The Jays are playing meaningful baseball again this September for a 4th consecutive season in their current competitive window. Add in a dash of Davis Schneider mustachioed magic, and Toronto’s postseason hopes are high, with the team currently a game up on Seattle for the second wild card, and 1.5 games up on Texas, who they’ll host for a four games series starting Monday.
After going 10-5 in their previous 15 games against sub-.500 teams, the final 19 games of the season all come against better teams. The Blue Jays have struggled to a 38-42 record versus teams with a winning record this season; they’ve also struggled mightily against AL East opponents, with a 12-25 stain on an otherwise solid season.
The final playoff push starts with a 4-game home series against the Texas Rangers.

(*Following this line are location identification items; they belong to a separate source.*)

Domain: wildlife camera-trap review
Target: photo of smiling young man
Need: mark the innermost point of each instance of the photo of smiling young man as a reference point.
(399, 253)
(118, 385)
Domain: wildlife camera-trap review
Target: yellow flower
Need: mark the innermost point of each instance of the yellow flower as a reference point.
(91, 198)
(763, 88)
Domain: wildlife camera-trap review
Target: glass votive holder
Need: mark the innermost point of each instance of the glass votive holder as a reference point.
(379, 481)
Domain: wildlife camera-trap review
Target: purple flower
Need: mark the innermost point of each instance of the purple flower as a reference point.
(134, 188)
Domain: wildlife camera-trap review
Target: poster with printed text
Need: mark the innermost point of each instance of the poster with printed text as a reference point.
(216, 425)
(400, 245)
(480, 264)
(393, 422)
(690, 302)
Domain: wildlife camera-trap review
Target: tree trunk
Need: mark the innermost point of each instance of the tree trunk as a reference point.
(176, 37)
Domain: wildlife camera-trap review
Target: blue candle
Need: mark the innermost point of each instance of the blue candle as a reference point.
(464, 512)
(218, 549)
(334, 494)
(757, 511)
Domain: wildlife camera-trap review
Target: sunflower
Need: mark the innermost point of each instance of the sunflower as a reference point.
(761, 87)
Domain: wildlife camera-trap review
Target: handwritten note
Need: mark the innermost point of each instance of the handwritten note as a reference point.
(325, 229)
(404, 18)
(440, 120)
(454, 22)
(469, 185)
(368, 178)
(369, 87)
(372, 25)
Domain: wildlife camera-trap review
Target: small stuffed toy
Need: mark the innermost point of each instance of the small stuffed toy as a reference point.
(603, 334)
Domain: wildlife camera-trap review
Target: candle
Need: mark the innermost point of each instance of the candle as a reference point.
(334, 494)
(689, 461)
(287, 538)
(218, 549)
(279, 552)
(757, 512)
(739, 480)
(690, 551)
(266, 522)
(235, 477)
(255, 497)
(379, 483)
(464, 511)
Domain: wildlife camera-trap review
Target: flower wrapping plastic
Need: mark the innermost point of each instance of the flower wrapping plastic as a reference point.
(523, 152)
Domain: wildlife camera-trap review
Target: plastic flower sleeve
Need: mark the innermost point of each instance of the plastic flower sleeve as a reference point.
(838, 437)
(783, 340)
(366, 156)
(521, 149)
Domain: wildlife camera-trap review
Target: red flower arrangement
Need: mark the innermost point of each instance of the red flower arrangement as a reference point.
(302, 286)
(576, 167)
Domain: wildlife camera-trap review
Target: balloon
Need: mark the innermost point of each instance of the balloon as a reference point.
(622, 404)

It will be a playoff atmosphere at Rogers Centre given the recent history, with the Jays taking the 2015 ALDS over Texas, winning that series 3-2 after Jose Bautista's epic bat flip following a decisive three-run homer in Game 5; and, again in 2016 with a 3-0 ALDS win over the Rangers. A series win here might just guarantee more postseason baseball for Toronto. Texas holds a 2-1 season series lead.
But the schedule makers must also be pleased with how things will work out in the AL East after that; Toronto finishes the regular season with 15 straight against AL East rivals. They start the intra-division games with three at home against the Red Sox, then play six games each against the Yankees and Tampa Bay in away and then home series.
Boston is 7.5 games back of Toronto, but holds a 7-3 edge in the season series. New York is 9.0 games back of the Blue Jays, and they hold a 4-3 advantage head-to-head this year. Tampa has a 7.5 game lead over Toronto in the wild card standings, plus a 4-3 season series edge.
Which is to say that a lot could change over the final three weeks of the regular season, with lots of head-to-head matchups that will lead to one game swings in the wild card race with each win or loss.
Also remember the Jays do not want to finish the regular season tied in the standings with the Mariners for the final wild card; even though they split the season series 3-3, Seattle holds the wild card tiebreaker over Toronto by virtue of a better intra-division record at 24-12 over the AL West.
With the return of Bo Bichette, and both Matt Chapman and Erik Swanson eligible to return off the 10-day IL, the Jays have the pieces in place to win. The question is, are they ready to bark with the big dogs?